A place where economics, financial markets, and real estate intersect.

Friday, November 30, 2012

Morning Report - Shadow Inventory and the Fiscal Cliff

Vital Statistics:

Last Change Percent
S&P Futures  1416.0 0.3 0.02%
Eurostoxx Index 2588.6 6.9 0.27%
Oil (WTI) 87.84 -0.2 -0.26%
LIBOR 0.311 0.000 0.00%
US Dollar Index (DXY) 80.26 0.055 0.07%
10 Year Govt Bond Yield 1.60% -0.01%
RPX Composite Real Estate Index 191 -0.2

Markets are flattish on a morning with no major news. For the time being, the stock market will react to every new development in the talks. The S&P dropped 7 points yesterday after Boehner came out and cited no progress on the talks.  Expect a bumpy ride in the stock market until we reach some sort of resolution.  In economic news, Personal income was flat in October and Personal Spending was down .2%.  Both numbers  were lower than forecast, and were probably affected by Hurricane Sandy.

Obama's opening demand on the fiscal cliff is basically:  new spending, and $1.6 trillion in new taxes.  McConnell apparently laughed in Geithner's face when he presented it. So basically here is the bid / ask:  Higher tax rates and lower deductions on the rich, and increased spending vs the Romney Tax Plan. In other words, zero at par.

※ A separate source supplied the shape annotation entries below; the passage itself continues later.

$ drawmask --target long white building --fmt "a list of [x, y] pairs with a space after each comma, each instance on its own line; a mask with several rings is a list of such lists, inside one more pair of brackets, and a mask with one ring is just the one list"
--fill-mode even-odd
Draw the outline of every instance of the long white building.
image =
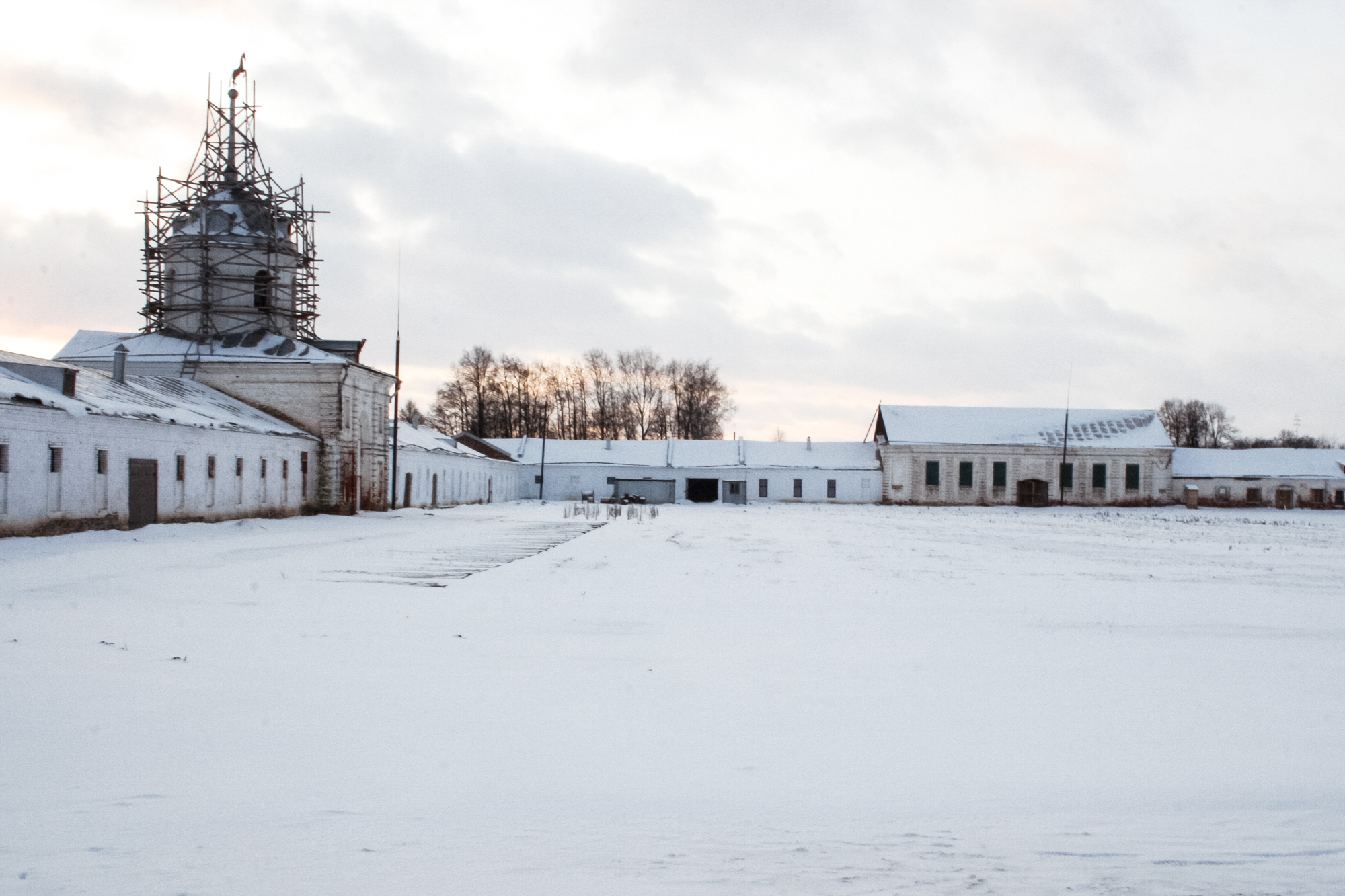
[[190, 379], [0, 352], [0, 535], [297, 514], [320, 444]]
[[[397, 507], [490, 505], [523, 496], [526, 474], [512, 460], [490, 457], [465, 440], [402, 422], [397, 428]], [[531, 482], [531, 479], [529, 479]]]
[[1173, 486], [1215, 507], [1345, 507], [1345, 451], [1177, 448]]
[[1151, 505], [1171, 498], [1171, 440], [1153, 410], [882, 405], [888, 502]]
[[[487, 439], [525, 471], [530, 498], [642, 495], [654, 503], [876, 503], [877, 445], [863, 441]], [[542, 455], [546, 453], [545, 480]], [[525, 491], [529, 491], [525, 484]]]

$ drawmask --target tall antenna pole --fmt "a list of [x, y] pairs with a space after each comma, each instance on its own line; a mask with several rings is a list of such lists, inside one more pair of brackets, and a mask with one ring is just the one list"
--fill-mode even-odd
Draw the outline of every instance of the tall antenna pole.
[[393, 510], [397, 510], [397, 422], [402, 416], [402, 244], [397, 244], [397, 355], [393, 363]]
[[550, 429], [551, 404], [542, 405], [542, 472], [537, 478], [537, 499], [546, 500], [546, 431]]
[[[1069, 451], [1069, 391], [1075, 386], [1075, 362], [1069, 362], [1069, 379], [1065, 381], [1065, 444], [1060, 449], [1060, 475], [1057, 482], [1060, 483], [1060, 506], [1065, 506], [1065, 452]], [[1069, 484], [1073, 487], [1073, 475], [1069, 478]]]

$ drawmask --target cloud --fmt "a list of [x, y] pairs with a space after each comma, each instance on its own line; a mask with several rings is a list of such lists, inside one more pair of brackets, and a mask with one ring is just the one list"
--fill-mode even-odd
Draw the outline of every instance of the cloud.
[[0, 105], [56, 114], [101, 140], [199, 114], [174, 97], [130, 90], [101, 73], [16, 61], [0, 63]]

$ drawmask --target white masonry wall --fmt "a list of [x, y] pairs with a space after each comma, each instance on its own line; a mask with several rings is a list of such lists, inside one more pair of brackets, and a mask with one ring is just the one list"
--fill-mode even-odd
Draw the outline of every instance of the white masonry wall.
[[[539, 464], [521, 464], [523, 496], [537, 498], [535, 478]], [[882, 500], [881, 470], [818, 470], [812, 467], [639, 467], [612, 464], [546, 464], [546, 500], [578, 500], [592, 491], [596, 498], [612, 498], [616, 486], [608, 479], [672, 479], [677, 503], [686, 499], [687, 479], [718, 479], [746, 483], [746, 503], [877, 503]], [[767, 480], [767, 495], [760, 496], [760, 480]], [[802, 482], [802, 498], [794, 496], [794, 480]], [[827, 498], [827, 480], [837, 483], [835, 498]], [[722, 487], [717, 492], [722, 495]]]
[[[1147, 505], [1173, 500], [1171, 448], [1071, 448], [1073, 487], [1069, 505]], [[1048, 483], [1052, 502], [1061, 499], [1059, 448], [1034, 445], [884, 445], [882, 490], [888, 500], [917, 505], [1014, 505], [1018, 482]], [[925, 482], [925, 464], [939, 463], [939, 484]], [[1006, 464], [1003, 487], [994, 486], [994, 464]], [[971, 487], [960, 486], [960, 465], [971, 463]], [[1106, 468], [1106, 484], [1093, 488], [1093, 465]], [[1139, 465], [1139, 488], [1126, 488], [1126, 465]]]
[[[406, 494], [406, 476], [412, 478]], [[519, 464], [490, 457], [422, 451], [402, 445], [397, 451], [398, 507], [453, 507], [518, 500], [523, 472]], [[533, 478], [527, 476], [531, 483]], [[534, 495], [535, 496], [535, 495]]]
[[[0, 535], [125, 529], [132, 457], [159, 461], [159, 522], [293, 515], [316, 499], [317, 444], [308, 436], [77, 417], [55, 408], [3, 404]], [[52, 448], [61, 449], [59, 472], [51, 471]], [[100, 449], [108, 452], [105, 475], [97, 472]], [[210, 457], [214, 479], [207, 475]], [[239, 459], [242, 476], [235, 475]]]

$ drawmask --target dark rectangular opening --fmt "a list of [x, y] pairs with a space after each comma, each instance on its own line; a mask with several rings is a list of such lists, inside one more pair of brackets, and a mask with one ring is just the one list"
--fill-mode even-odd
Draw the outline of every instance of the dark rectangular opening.
[[1048, 494], [1048, 486], [1045, 479], [1021, 479], [1018, 480], [1018, 506], [1020, 507], [1045, 507], [1050, 503]]
[[687, 479], [686, 499], [698, 505], [707, 505], [720, 499], [718, 479]]
[[132, 457], [126, 522], [140, 529], [159, 522], [159, 461]]

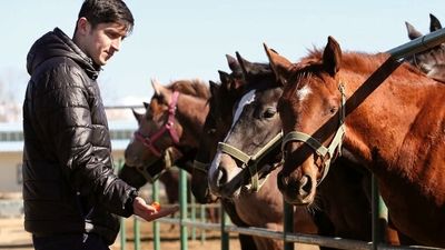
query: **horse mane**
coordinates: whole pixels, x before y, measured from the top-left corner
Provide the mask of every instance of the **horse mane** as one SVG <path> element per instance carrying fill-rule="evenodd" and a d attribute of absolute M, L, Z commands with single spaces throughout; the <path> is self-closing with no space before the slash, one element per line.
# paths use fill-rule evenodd
<path fill-rule="evenodd" d="M 342 69 L 353 70 L 357 73 L 370 74 L 378 67 L 380 67 L 389 58 L 388 53 L 365 53 L 357 51 L 343 51 L 342 53 Z M 298 68 L 320 62 L 323 59 L 322 49 L 313 49 L 308 51 L 308 56 L 303 58 Z M 398 70 L 392 73 L 393 77 L 403 76 L 407 72 L 415 73 L 417 76 L 424 74 L 422 71 L 411 66 L 409 63 L 403 63 Z"/>
<path fill-rule="evenodd" d="M 208 84 L 198 79 L 174 81 L 167 86 L 167 89 L 202 99 L 210 98 L 210 90 L 208 88 Z"/>

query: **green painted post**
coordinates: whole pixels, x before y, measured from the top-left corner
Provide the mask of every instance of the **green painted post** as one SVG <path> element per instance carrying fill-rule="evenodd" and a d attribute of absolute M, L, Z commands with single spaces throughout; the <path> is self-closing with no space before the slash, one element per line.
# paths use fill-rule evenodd
<path fill-rule="evenodd" d="M 191 201 L 191 221 L 196 221 L 196 202 L 195 202 L 195 197 L 191 196 L 190 197 L 190 201 Z M 191 240 L 196 240 L 196 228 L 192 227 L 191 228 Z"/>
<path fill-rule="evenodd" d="M 286 234 L 293 233 L 294 232 L 294 206 L 287 203 L 285 199 L 283 198 L 283 213 L 284 213 L 284 246 L 285 250 L 294 250 L 294 242 L 286 242 Z"/>
<path fill-rule="evenodd" d="M 179 206 L 180 206 L 180 249 L 187 250 L 187 227 L 182 221 L 187 219 L 187 172 L 179 169 Z"/>
<path fill-rule="evenodd" d="M 115 162 L 115 173 L 117 174 L 119 170 L 123 167 L 123 159 L 120 158 Z M 120 238 L 120 249 L 125 250 L 127 248 L 127 233 L 126 233 L 126 218 L 121 217 L 120 218 L 120 231 L 119 231 L 119 238 Z"/>
<path fill-rule="evenodd" d="M 125 250 L 127 248 L 127 233 L 125 227 L 125 218 L 120 218 L 120 250 Z"/>
<path fill-rule="evenodd" d="M 200 209 L 200 216 L 201 216 L 201 222 L 206 222 L 206 207 L 205 204 L 199 204 L 199 209 Z M 204 242 L 206 242 L 206 230 L 201 229 L 201 244 Z"/>
<path fill-rule="evenodd" d="M 385 242 L 385 229 L 388 224 L 388 209 L 385 206 L 379 192 L 377 178 L 372 177 L 372 197 L 373 197 L 373 249 L 377 249 L 379 243 Z"/>
<path fill-rule="evenodd" d="M 135 250 L 140 250 L 140 222 L 134 216 L 132 233 L 135 236 Z"/>
<path fill-rule="evenodd" d="M 159 181 L 155 181 L 151 187 L 151 200 L 159 202 Z M 154 250 L 160 250 L 160 224 L 159 221 L 152 222 Z"/>
<path fill-rule="evenodd" d="M 226 232 L 226 212 L 224 211 L 222 203 L 221 206 L 221 250 L 229 250 L 229 233 Z"/>

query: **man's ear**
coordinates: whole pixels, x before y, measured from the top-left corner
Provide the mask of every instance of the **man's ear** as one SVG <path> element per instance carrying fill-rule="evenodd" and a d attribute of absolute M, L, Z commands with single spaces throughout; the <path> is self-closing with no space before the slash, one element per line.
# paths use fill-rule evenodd
<path fill-rule="evenodd" d="M 82 17 L 82 18 L 79 18 L 79 20 L 77 20 L 77 31 L 76 32 L 78 32 L 78 34 L 85 36 L 90 32 L 90 29 L 91 29 L 91 24 L 87 20 L 87 18 Z"/>

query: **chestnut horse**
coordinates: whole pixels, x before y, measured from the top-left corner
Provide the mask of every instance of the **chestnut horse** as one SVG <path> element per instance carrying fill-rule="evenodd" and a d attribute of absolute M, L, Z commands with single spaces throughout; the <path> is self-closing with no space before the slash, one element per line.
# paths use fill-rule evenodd
<path fill-rule="evenodd" d="M 152 81 L 152 87 L 155 94 L 150 103 L 145 104 L 146 113 L 135 113 L 139 128 L 125 157 L 126 163 L 136 168 L 129 168 L 127 172 L 139 169 L 132 180 L 140 181 L 141 176 L 145 176 L 148 181 L 164 172 L 168 166 L 175 164 L 194 176 L 188 161 L 195 159 L 198 140 L 201 138 L 204 120 L 208 113 L 209 89 L 200 81 L 177 81 L 167 87 Z M 177 157 L 178 151 L 184 157 Z M 171 163 L 166 164 L 166 158 Z M 130 179 L 128 176 L 127 179 Z M 191 183 L 195 182 L 191 178 Z M 198 197 L 197 201 L 216 202 L 216 198 L 204 202 Z M 221 203 L 235 224 L 246 226 L 238 218 L 231 202 L 221 200 Z M 244 250 L 256 249 L 250 236 L 239 234 L 239 241 Z"/>
<path fill-rule="evenodd" d="M 403 63 L 366 93 L 375 84 L 368 77 L 388 54 L 343 53 L 332 37 L 324 51 L 298 63 L 266 52 L 284 84 L 285 163 L 277 181 L 285 199 L 314 202 L 318 181 L 342 152 L 376 176 L 399 231 L 445 247 L 445 84 Z"/>
<path fill-rule="evenodd" d="M 411 40 L 423 36 L 409 22 L 405 22 L 405 24 Z M 429 32 L 439 29 L 442 29 L 441 21 L 434 14 L 429 14 Z M 429 78 L 445 82 L 445 42 L 423 52 L 415 53 L 408 57 L 407 60 Z"/>
<path fill-rule="evenodd" d="M 238 58 L 244 69 L 244 79 L 247 81 L 245 90 L 247 93 L 239 99 L 251 99 L 251 101 L 236 110 L 236 120 L 231 122 L 231 129 L 227 129 L 227 136 L 221 137 L 224 142 L 219 143 L 217 160 L 211 166 L 214 172 L 210 173 L 212 192 L 234 199 L 236 206 L 238 199 L 245 199 L 245 197 L 254 196 L 251 192 L 255 193 L 247 188 L 251 186 L 253 181 L 251 171 L 248 171 L 248 168 L 253 168 L 253 164 L 257 164 L 257 167 L 274 166 L 281 159 L 280 147 L 268 150 L 265 146 L 281 134 L 277 101 L 283 92 L 283 86 L 276 81 L 275 74 L 268 66 L 254 66 L 240 58 L 239 54 Z M 224 107 L 231 110 L 231 107 Z M 221 116 L 216 117 L 220 118 Z M 207 123 L 205 130 L 206 126 Z M 278 139 L 277 142 L 279 144 L 280 140 Z M 200 147 L 198 154 L 202 148 L 211 147 Z M 214 146 L 214 148 L 216 147 Z M 261 150 L 267 153 L 258 154 L 255 159 L 250 158 L 249 161 L 239 157 L 239 154 L 255 156 Z M 256 162 L 259 158 L 264 160 Z M 281 197 L 278 194 L 279 190 L 276 186 L 276 176 L 279 170 L 280 167 L 274 169 L 267 166 L 254 170 L 259 177 L 268 178 L 264 181 L 265 187 L 261 187 L 256 193 L 257 199 L 266 200 L 264 197 L 271 197 L 269 198 L 271 200 L 267 201 L 279 208 L 274 210 L 278 214 L 283 211 Z M 274 194 L 270 196 L 270 193 Z M 342 193 L 342 196 L 336 196 L 336 193 Z M 369 241 L 372 239 L 370 202 L 369 171 L 363 167 L 358 168 L 356 162 L 350 162 L 345 158 L 340 159 L 333 168 L 333 173 L 320 186 L 317 203 L 310 209 L 319 229 L 318 233 Z M 301 214 L 297 213 L 296 216 L 300 217 Z M 298 227 L 301 226 L 297 223 L 296 228 L 298 229 Z M 392 243 L 398 242 L 394 236 L 389 237 L 387 240 Z"/>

Business Week has a piece on the shadow inventory.  They make a point I have been making that the shadow inventory is getting picked over. They fear that once this glut of houses in disrepair hit the market, they will depress pricing.  My point is that they are already on the market, basically going for almost nothing. Just for fun, I looked at some place on Zillow.  There are over 2,200 homes in Detroit for $15,000 or lower.  177 in Toledo, OH. 118 in Stockton, 31 in Harrisburg.  How are you going to depress these markets further?  How many will ever sell?  The only thing left is to write them down to zero (which probably has already happened) and move on.